Publié le 26 janvier 2021 Mis à jour le 26 janvier 2021

5 - Travelling Communities: Irreverence and Class Tension in the Late-Victorian Visitors’ Book

Alan McNEE

As access to leisure time and travel expanded in the late nineteenth century, a greater number of Victorians from a wider section of society were able to take holidays in their own country (and to a lesser extent on Continental Europe). The visitors’ books of hotels and inns where these visitors stayed provide a rich source of material about their travel experiences, the attitudes and values they brought with them and the inter-class antagonisms which often surfaced as a result of the enforced proximity of very different visitors in these establishments. Visitors’ books provided a rare unedited and unmediated opportunity for people of all backgrounds to record their impressions, and sometimes to poke fun at their fellow travellers.
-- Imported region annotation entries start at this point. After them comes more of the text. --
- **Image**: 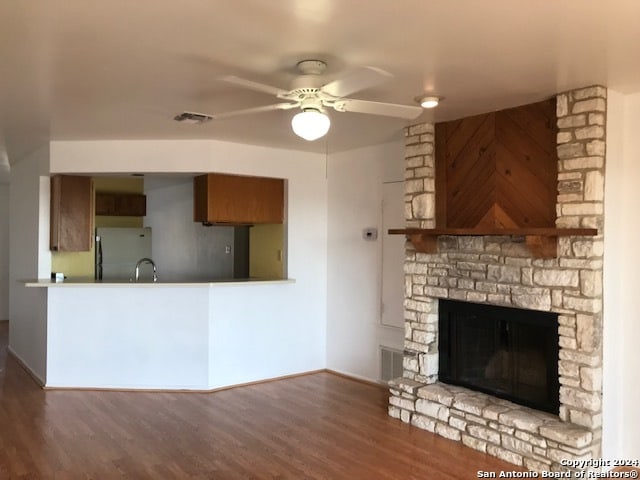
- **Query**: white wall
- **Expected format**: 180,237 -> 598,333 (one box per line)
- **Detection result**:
9,147 -> 51,381
603,90 -> 640,459
0,183 -> 9,320
51,140 -> 327,383
327,141 -> 404,381
144,176 -> 234,280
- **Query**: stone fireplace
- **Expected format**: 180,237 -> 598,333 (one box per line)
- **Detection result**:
389,86 -> 607,471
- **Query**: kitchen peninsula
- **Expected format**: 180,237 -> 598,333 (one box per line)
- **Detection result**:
9,140 -> 327,398
25,279 -> 295,390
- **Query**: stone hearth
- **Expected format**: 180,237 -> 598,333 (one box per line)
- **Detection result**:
389,86 -> 606,470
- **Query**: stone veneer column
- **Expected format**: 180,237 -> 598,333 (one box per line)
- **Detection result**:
389,86 -> 607,470
403,123 -> 438,390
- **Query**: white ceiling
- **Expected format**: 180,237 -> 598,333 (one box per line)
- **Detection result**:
0,0 -> 640,163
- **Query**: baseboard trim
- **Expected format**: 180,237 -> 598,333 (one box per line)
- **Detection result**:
42,369 -> 326,393
7,346 -> 45,388
33,368 -> 389,393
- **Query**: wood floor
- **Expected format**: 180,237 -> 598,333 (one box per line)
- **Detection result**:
0,323 -> 513,480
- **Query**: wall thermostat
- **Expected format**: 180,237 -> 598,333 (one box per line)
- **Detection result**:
362,228 -> 378,241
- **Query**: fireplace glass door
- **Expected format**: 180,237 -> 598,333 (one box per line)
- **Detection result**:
439,300 -> 559,414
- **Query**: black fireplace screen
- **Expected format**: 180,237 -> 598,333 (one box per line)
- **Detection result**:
439,300 -> 560,414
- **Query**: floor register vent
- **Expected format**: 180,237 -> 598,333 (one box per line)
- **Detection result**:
380,346 -> 402,382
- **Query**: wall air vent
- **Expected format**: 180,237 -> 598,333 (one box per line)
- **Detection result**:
173,112 -> 213,125
380,345 -> 403,383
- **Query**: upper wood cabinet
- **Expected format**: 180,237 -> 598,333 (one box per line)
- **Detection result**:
50,175 -> 93,252
96,192 -> 147,217
193,173 -> 284,225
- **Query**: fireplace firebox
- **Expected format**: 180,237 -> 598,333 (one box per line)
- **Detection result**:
438,299 -> 560,414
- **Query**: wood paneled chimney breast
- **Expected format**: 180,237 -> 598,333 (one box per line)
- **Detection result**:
435,98 -> 558,229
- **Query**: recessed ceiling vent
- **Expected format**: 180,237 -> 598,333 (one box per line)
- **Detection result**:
173,112 -> 213,125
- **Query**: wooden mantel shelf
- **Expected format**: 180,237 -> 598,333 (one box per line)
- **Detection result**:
389,227 -> 598,258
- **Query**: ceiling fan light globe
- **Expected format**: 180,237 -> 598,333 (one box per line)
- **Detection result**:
420,96 -> 440,108
291,109 -> 331,142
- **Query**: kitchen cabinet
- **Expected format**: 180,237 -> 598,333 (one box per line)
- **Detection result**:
49,175 -> 94,252
96,192 -> 147,217
193,173 -> 284,225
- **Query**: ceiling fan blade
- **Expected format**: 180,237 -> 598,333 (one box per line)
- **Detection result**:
333,98 -> 423,120
211,102 -> 300,120
220,75 -> 288,96
321,67 -> 393,97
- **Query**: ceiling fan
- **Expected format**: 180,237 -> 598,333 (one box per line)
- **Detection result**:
175,60 -> 422,141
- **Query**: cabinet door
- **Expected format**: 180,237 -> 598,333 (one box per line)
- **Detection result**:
194,173 -> 284,224
50,175 -> 93,252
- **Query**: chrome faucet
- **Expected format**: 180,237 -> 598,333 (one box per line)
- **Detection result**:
135,257 -> 158,282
For the historian, they provide evidence of a virtual community of travellers and tourists, sharing information and impressions and sometimes expressing discontent, irreverence, and impatience with each other and with the whole experience of travel.  This paper draws on extensive archival research in the visitors’ books of British inns and hotels that were popular with visitors in the late nineteenth century, demonstrating how common irreverence and debunking are in this neglected sub-genre of travel writing.

Keywords:  Travel, tourism, irreverence, leisure, mountaineering, visitors’ books.